Il guaio italiano è che fin ora le forze riformiste hanno agito in condizioni prive di responsabilità ed è stato facile gridare contro il sistema, ingigantendo le colpe altrui. Per contro, le forze che si auto-definivano “responsabili” hanno peccato di superbia nel non intravedere l’urgenza di una soluzione che indicasse, quantomeno simbolicamente, un percorso di uscita dall’angoscia collettiva. Il nostro Paese sta meno peggio di cinque anni fa; la stessa Sicilia, regione fra le più arretrate economicamente, ha qualche accenno di ripresa, ma tutto ciò non è stato percepito dalla collettività perché non è stato rappresentato. Né poteva riuscirvi Renzi  a rendere una tale rappresentazione perché la sua azione politica ha abbandonato troppo presto il ruolo del rottamatore per sposare, nell’immaginario dell’elettore, quello del guardiano del sistema. A quel punto qualunque cosa dicesse o facesse non andava più bene, non poteva andar bene, essendone minati i presupposti rappresentativi.

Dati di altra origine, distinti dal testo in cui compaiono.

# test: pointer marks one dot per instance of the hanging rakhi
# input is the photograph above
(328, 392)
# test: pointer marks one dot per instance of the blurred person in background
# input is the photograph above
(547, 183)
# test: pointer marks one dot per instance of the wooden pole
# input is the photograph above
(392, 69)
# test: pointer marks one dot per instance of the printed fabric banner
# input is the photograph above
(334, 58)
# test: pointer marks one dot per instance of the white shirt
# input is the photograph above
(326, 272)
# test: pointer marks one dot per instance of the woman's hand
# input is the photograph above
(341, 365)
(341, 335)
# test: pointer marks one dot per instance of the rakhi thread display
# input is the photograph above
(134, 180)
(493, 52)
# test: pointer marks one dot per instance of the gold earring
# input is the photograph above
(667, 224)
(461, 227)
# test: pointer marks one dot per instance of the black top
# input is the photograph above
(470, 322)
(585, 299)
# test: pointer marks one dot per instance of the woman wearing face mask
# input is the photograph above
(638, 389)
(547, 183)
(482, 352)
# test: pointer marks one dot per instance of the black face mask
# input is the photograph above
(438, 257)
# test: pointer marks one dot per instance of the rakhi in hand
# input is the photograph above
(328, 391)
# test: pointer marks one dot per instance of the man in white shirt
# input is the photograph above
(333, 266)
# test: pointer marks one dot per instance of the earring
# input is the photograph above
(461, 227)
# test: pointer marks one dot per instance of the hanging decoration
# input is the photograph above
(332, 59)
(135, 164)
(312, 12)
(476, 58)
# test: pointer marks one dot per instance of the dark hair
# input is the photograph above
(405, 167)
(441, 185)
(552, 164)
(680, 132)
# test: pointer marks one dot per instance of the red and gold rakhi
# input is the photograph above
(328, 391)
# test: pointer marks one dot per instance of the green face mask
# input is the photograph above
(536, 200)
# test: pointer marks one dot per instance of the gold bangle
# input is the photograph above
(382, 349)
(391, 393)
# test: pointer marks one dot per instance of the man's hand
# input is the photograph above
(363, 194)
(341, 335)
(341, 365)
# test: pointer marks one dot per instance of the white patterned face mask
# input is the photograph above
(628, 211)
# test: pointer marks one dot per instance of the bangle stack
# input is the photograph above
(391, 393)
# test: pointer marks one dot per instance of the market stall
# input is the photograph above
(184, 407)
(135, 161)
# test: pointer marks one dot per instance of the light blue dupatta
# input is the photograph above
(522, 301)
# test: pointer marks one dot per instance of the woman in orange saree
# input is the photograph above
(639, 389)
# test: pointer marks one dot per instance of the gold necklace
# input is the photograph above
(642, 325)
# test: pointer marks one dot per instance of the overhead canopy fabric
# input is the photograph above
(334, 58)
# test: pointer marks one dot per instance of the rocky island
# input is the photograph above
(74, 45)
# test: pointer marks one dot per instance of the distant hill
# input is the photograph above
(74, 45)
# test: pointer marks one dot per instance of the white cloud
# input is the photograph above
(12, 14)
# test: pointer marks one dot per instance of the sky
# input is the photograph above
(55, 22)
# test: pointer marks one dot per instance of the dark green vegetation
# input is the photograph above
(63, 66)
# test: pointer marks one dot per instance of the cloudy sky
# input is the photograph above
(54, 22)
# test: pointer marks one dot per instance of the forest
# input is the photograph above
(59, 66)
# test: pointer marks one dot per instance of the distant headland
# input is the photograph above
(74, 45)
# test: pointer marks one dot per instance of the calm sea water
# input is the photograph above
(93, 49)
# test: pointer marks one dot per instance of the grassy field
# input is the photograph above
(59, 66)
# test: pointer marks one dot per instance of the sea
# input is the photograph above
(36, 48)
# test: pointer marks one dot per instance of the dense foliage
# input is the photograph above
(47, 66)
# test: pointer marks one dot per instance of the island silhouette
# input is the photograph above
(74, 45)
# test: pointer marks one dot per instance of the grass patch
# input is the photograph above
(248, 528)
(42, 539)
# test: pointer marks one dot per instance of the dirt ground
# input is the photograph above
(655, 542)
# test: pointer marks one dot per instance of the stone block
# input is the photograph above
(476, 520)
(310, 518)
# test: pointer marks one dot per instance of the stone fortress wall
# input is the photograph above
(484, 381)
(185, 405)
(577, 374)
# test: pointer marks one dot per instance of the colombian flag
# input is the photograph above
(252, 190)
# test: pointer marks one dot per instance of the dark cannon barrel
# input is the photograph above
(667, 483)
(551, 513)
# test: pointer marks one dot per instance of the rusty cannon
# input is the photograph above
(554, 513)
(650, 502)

L’Italia aveva bisogno di uno choc benefico, per esempio dello stesso importo complessivo degli 80 euro buttato tutto insieme sul tavolo a significare: ecco, il banco ci mette i soldi, adesso voi italiani potete giocare. Così non è stato. Si è puntato sulla riforma costituzionale, in realtà necessaria come scopriamo proprio oggi, purtroppo incomprensibile nel momento storico in cui le urgenze erano altre.

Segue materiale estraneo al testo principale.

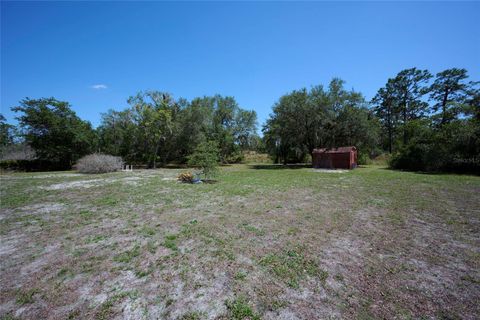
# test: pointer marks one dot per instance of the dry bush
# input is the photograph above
(17, 152)
(99, 163)
(186, 177)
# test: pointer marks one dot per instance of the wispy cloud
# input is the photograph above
(99, 86)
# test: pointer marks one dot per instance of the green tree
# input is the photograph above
(153, 112)
(449, 91)
(303, 120)
(6, 132)
(409, 87)
(54, 131)
(386, 109)
(206, 157)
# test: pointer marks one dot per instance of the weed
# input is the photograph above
(291, 266)
(128, 256)
(240, 275)
(192, 316)
(170, 242)
(26, 296)
(147, 231)
(239, 309)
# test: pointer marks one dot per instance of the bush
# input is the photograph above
(99, 163)
(186, 177)
(205, 157)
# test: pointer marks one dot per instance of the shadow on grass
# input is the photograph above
(279, 166)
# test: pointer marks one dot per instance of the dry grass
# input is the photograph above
(264, 242)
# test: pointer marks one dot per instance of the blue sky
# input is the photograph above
(96, 54)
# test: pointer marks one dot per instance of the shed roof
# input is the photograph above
(335, 150)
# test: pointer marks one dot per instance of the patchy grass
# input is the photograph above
(239, 309)
(299, 243)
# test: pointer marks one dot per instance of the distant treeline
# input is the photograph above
(155, 130)
(425, 122)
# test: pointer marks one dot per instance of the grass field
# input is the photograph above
(262, 243)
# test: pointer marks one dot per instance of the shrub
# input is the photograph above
(186, 177)
(99, 163)
(205, 157)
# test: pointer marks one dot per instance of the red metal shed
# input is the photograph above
(335, 158)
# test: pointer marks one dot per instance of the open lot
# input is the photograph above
(264, 242)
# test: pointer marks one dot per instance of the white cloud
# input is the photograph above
(99, 86)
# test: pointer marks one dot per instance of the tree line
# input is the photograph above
(424, 121)
(154, 130)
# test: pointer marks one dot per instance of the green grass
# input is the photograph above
(239, 309)
(291, 266)
(26, 296)
(279, 236)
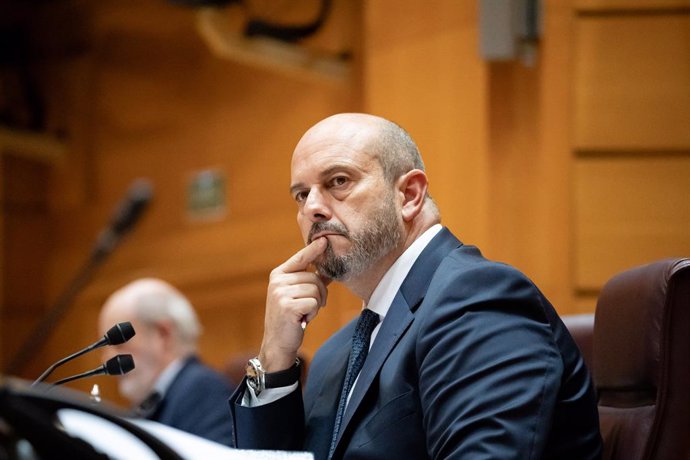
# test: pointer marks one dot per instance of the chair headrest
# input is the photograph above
(634, 332)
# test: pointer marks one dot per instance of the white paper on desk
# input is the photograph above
(119, 443)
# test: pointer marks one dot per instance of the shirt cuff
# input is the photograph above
(269, 395)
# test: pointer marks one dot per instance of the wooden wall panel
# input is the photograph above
(629, 211)
(156, 103)
(630, 5)
(632, 82)
(425, 73)
(530, 160)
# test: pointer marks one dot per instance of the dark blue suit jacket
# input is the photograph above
(196, 402)
(471, 362)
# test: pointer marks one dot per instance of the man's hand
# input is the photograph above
(294, 295)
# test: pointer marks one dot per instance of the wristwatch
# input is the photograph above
(258, 379)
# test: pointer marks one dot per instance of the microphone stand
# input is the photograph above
(128, 212)
(42, 330)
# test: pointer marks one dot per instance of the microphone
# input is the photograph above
(127, 213)
(118, 365)
(116, 335)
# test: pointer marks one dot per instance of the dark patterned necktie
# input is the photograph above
(360, 347)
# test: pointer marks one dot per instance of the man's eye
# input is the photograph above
(339, 180)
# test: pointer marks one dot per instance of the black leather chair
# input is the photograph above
(640, 357)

E qui viene fuori tutta l’attuale schizofrenia dell’elettorato. Assistiamo da molti anni, forse sin dal primo Berlusconi, ad uno smottamento del corpo elettorale verso una costituzione materiale che fornisca certezze, visibilità delle responsabilità politiche, consequenzialità tra chi vince le elezioni e chi assume il governo della nazione. Con l’implicito corollario di poterne giudicare l’operato e poi premiarlo o punirlo. Uno schema che per funzionare richiederebbe un sistema costituzionale orientato al maggioritario e al governo del premier, insomma la fine del parlamentarismo bicamerale così com’è. Eppure proprio quella riforma è stata rabbiosamente bocciata e non perché fosse di per sé raffazzonata ma, più radicalmente, perché ancora una volta si richiedeva il superamento dell’angoscia del cambiamento.

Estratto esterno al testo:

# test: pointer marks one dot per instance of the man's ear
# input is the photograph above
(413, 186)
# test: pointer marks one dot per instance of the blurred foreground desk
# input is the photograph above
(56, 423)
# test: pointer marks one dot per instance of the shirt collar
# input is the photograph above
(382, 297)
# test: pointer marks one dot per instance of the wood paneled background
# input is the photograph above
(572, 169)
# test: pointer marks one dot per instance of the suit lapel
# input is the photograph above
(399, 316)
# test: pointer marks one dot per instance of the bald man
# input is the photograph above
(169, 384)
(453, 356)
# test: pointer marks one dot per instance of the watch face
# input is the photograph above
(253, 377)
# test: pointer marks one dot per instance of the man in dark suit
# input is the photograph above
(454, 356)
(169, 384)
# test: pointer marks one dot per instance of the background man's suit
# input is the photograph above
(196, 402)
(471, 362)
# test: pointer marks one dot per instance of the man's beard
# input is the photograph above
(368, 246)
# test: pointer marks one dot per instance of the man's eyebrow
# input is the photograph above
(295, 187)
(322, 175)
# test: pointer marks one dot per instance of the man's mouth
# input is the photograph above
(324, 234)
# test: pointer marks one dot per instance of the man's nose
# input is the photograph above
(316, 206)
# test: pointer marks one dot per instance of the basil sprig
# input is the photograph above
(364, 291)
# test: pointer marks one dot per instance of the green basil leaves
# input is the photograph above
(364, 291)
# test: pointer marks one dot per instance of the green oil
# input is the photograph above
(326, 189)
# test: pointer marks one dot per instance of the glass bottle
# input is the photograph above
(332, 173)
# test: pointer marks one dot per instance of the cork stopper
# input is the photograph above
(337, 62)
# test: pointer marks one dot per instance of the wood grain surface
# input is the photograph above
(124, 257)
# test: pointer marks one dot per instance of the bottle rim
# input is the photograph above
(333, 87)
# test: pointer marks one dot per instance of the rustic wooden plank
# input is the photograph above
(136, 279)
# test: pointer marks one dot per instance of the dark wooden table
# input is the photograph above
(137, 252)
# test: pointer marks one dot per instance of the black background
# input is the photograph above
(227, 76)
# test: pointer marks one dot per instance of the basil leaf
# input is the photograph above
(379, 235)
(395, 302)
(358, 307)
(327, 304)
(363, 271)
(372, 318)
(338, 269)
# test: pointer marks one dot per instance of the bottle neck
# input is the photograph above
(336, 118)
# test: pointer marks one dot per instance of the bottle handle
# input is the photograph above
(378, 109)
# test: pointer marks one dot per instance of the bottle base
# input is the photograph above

Quindi, dopo la fine della fedeltà alle ideologie dei partiti storici, ci ritroviamo con una mobilità dell’elettorato molto elevata, una richiesta di certezza o efficacia di governo,  ed allo stesso tempo con un rifiuto di qualunque strumento che possa strutturare l’alternanza nelle conseguenti responsabilità. Il risultato è stato un ripetuto navigare da una disillusione all’altra, un non so che di simile al passo del gambero che corrode le spinte al cambiamento.

Questo fino ad oggi. Da domani, sarà possibile assistere forse ad un nuovo percorso, sempre che i partiti vittoriosi comprendano i vincoli costituzionali che loro stessi hanno voluto conservare.